= William George Smith =

Scottish psychologist

William George Smith (1866–1918) was an early Scottish psychologist.

==Education==
Smith studied at George Watson's College, Edinburgh. He then proceeded to the University of Edinburgh from which he graduated with an MA in Philosophy in 1889. He then worked as an assistant to the philosopher Henry Calderwood for two years before proceeding to the University of Leipzig where he worked under Wilhelm Wundt. His doctorate thesis was on "Mediate association of ideas". He then conducted research at European and American institutions including the universities of Strasbourg and Freiburg and Harvard University.

==Career==
In 1895 he was appointed to faculty at Smith College, Northampton, Massachusetts but returned to Britain in 1901 to take charge of the newly established Department of Experimental Psychology in connection with the Pathological Laboratory of the London County Council Asylum at Claybury.
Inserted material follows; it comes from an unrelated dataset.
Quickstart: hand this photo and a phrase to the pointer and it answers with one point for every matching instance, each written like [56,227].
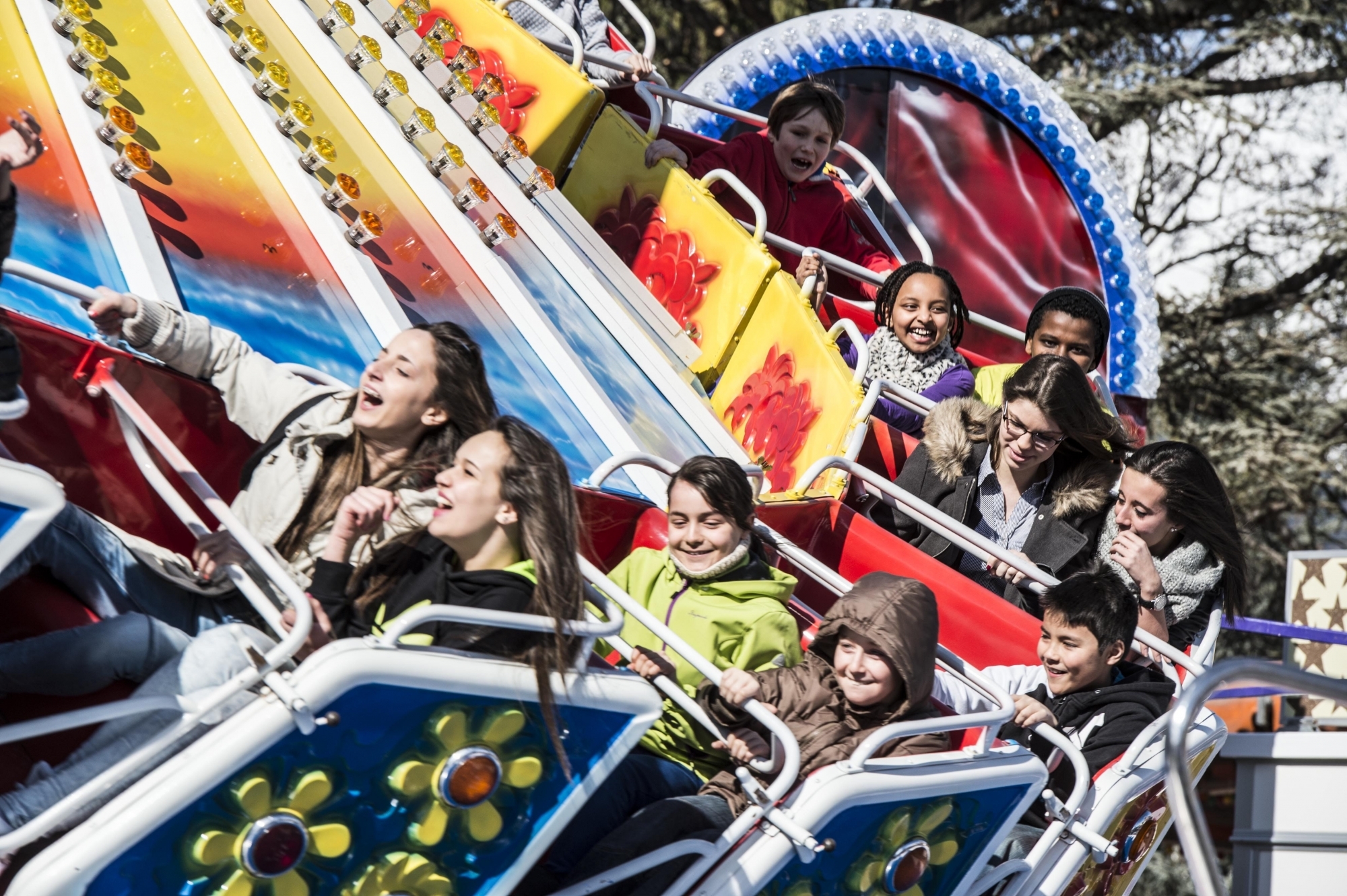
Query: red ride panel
[77,439]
Here he conducted research on association and memory.

He was also appointed Lecturer in Experimental Psychology at King's College London.

In 1903, he became a founding member of the British Psychological Society.

In the same year, he moved to the University of Liverpool as Lecturer-in-Charge of Experimental Psychology, the first full-time appointment in the subject at this University.

In 1906, Smith was appointed the Combe Lectureship in General and Experimental Psychology at the University of Edinburgh. This was the first established post in psychology at the university.His inaugural lecture was entitled ‘The scope of modern psychology’.